How much epoxy do I need for a garage floor?
Epoxy is sold by the kit (or the gallon), so the goal is to turn your floor's square footage into a whole number of kits. The formula this calculator uses is:
Kits = floor area × coats ÷ coverage per kit, rounded up
Floor area is simply length × width. We multiply by the number of coats, divide by the area a single kit covers in one coat — about 250 sq ft for a standard one-car DIY kit — and round up, since you can't buy part of a kit. A handy rule of thumb: a 2-car garage with two coats needs roughly two 2-car kits (or four 1-car kits).
Epoxy coverage by product type
Coverage is per kit (or gallon), for a single coat. Bare, porous, or freshly ground concrete drinks up the first coat, so it covers less — lower the coverage value to match. Match the number to whatever your product's label states.
| Product | Coverage (1 coat) |
|---|---|
| 1-car DIY epoxy kit | 200–300 sq ft |
| 2-car DIY epoxy kit | 450–550 sq ft |
| 100% solids epoxy (per gallon, ~10 mil) | 150–200 sq ft |
| Bare / porous concrete (first coat) | Use the low end |
Garage floor size reference
Not sure of your square footage? These are typical garage sizes — but always measure your own floor, since dimensions vary.
| Garage | Typical size | Floor area |
|---|---|---|
| 1-car | 12 × 20 ft | ~240 sq ft |
| 2-car | 20 × 20 ft | ~400 sq ft |
| 2-car (large) | 24 × 24 ft | ~576 sq ft |
| 3-car | 30 × 22 ft | ~660 sq ft |
Planning your coats: primer, color, and topcoat
- One coat — a single colored epoxy coat. Budget option; fine for light-use floors but wears faster.
- Two coats — a colored base coat plus a clear topcoat. The most common DIY setup; the topcoat adds durability and locks in flakes.
- Three coats — a primer first, then base and topcoat. Best for bare, porous, or high-traffic floors. Set coats to 3.

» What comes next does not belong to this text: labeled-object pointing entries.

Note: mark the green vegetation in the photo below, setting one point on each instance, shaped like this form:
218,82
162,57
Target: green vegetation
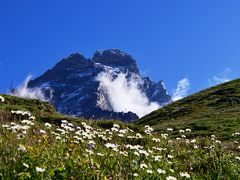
213,111
38,143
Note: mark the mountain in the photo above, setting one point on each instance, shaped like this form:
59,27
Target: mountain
212,111
71,85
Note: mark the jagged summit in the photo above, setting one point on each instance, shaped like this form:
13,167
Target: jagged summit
115,57
72,87
74,61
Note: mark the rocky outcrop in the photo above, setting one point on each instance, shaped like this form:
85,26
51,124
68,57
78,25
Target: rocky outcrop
72,88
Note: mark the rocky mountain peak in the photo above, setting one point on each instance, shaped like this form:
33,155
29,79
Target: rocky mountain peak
72,87
116,58
74,61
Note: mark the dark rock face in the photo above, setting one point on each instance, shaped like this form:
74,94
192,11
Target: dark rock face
72,88
116,58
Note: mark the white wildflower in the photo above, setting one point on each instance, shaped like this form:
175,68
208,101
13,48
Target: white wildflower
2,99
25,165
42,131
143,166
161,171
38,169
171,178
22,148
48,125
186,175
149,171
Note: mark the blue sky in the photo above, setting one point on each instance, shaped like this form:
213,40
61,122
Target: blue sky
170,39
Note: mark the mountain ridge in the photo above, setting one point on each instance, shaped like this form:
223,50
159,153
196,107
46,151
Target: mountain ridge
213,110
72,88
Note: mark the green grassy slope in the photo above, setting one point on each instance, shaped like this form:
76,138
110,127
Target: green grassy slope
72,148
212,111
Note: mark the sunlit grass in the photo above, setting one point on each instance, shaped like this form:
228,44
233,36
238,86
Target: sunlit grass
30,149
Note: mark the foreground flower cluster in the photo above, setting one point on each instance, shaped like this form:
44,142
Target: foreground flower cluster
66,150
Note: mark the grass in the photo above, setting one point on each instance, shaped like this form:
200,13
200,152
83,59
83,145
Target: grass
213,111
53,147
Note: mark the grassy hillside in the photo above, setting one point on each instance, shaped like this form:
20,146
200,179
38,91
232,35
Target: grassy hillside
213,111
38,143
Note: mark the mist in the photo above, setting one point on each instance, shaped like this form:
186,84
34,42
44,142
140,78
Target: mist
30,93
125,95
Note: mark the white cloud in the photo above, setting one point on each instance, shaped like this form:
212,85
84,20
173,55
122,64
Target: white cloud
124,94
181,90
30,93
220,78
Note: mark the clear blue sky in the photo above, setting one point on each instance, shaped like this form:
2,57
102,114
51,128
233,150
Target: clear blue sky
170,39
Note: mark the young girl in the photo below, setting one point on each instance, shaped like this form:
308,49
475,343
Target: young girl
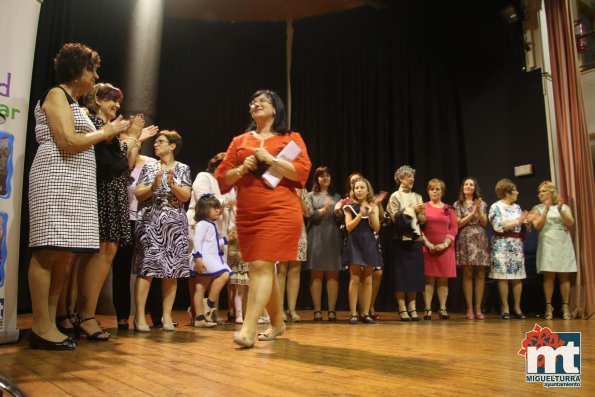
361,248
209,262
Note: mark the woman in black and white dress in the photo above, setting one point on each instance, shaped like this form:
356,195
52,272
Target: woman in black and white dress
62,190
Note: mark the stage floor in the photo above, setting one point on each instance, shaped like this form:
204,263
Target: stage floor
457,357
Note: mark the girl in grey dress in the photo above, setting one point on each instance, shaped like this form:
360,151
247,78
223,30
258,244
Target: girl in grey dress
324,243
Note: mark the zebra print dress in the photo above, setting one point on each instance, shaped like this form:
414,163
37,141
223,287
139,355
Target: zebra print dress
161,248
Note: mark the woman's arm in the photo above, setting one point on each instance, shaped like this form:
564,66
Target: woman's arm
351,222
61,124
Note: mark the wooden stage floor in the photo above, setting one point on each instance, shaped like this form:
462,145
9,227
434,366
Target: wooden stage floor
457,357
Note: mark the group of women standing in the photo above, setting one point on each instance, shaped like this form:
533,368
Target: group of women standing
82,153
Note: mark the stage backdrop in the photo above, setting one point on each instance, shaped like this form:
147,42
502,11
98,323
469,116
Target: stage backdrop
18,28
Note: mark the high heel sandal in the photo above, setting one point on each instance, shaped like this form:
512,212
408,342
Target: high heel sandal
37,342
61,328
96,336
332,316
443,314
413,318
404,319
546,315
427,314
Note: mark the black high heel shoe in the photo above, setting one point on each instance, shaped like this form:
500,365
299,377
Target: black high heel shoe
63,329
405,319
99,336
427,314
443,314
416,318
37,342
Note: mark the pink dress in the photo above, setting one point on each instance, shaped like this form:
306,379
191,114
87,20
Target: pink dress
440,223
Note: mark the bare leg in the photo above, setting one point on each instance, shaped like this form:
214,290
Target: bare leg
411,303
429,292
239,297
479,287
262,275
92,276
548,291
517,289
401,306
564,279
41,270
367,293
442,293
332,289
316,289
141,291
503,290
192,281
293,288
169,287
468,289
354,273
281,280
376,280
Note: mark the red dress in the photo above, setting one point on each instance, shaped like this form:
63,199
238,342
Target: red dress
440,223
269,221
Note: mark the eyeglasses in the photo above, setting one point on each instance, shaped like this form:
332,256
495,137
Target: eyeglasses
260,101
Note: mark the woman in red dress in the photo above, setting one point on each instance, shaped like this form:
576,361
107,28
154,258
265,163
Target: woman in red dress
439,256
269,220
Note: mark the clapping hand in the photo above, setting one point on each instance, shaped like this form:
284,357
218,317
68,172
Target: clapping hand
148,132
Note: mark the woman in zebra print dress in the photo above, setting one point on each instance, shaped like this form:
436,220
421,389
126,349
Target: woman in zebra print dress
162,230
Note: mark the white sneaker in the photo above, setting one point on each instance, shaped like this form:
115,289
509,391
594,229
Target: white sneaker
208,311
204,324
264,320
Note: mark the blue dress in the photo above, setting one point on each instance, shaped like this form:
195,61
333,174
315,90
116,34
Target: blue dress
361,246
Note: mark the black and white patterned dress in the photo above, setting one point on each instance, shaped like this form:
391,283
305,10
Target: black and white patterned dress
112,198
161,248
62,189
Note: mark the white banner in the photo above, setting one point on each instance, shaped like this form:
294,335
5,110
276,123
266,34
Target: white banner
18,29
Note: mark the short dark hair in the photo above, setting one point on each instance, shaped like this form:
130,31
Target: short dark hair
204,205
72,59
103,91
214,162
476,191
323,169
280,122
172,137
503,187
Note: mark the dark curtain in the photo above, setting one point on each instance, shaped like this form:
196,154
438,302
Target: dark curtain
208,72
102,26
438,86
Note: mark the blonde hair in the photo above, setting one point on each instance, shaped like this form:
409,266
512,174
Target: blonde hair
550,187
435,181
503,187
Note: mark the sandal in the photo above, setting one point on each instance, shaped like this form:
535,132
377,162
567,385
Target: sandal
99,336
443,314
567,315
546,315
404,319
332,316
427,314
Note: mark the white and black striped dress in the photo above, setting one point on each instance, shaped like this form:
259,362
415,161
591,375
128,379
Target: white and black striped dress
62,190
161,246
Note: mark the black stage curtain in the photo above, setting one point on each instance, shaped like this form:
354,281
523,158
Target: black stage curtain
438,86
208,72
102,26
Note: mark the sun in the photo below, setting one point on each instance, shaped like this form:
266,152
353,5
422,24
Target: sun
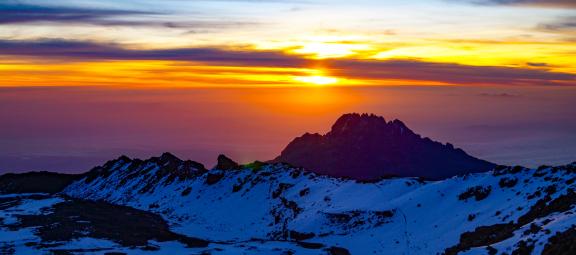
317,80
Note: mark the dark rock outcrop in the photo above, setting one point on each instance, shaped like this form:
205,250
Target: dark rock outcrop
36,182
225,163
367,147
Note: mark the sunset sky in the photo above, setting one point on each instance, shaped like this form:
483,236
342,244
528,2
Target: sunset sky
287,42
85,80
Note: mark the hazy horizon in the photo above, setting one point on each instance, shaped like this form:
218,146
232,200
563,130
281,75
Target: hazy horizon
72,129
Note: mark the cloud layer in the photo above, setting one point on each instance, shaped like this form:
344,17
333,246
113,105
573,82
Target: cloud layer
373,70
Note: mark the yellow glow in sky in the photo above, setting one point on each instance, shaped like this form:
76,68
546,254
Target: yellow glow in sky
317,80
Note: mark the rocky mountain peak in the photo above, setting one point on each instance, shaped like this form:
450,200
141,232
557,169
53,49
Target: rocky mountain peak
366,147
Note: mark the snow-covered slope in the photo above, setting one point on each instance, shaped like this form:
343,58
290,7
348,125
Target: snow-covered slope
510,209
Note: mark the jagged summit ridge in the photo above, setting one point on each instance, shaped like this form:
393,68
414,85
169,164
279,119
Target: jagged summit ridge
367,147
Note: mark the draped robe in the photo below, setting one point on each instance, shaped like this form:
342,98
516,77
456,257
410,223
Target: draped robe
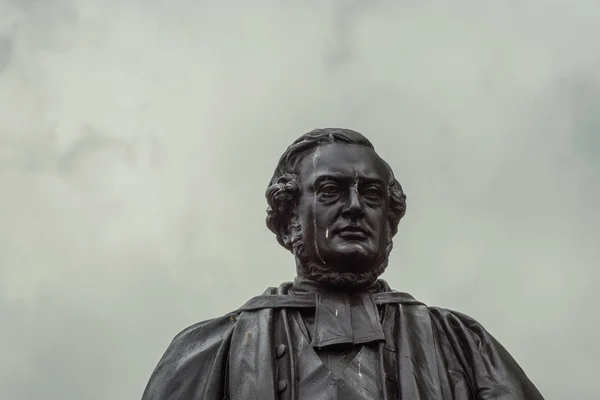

Tips for a garage floor that lasts
- Prep is everything. Degrease, fix cracks, then acid-etch or diamond-grind so the epoxy can bond. Most failures trace back to skipped prep.
- Test for moisture. Tape a plastic sheet to the slab overnight; condensation underneath means moisture is rising and epoxy won't stick. Cure new concrete ~28 days first.
- Watch the pot life. Mixed two-part epoxy starts curing fast — only mix what you can roll out in the working time on the label, and work in sections.
- Mind the temperature. Apply at about 60–85°F on a dry day. Cold slabs slow curing; hot ones shorten your working time.
- Buy a little extra. Running out mid-coat leaves a visible lap line, so round up and keep a spare kit on hand for big floors.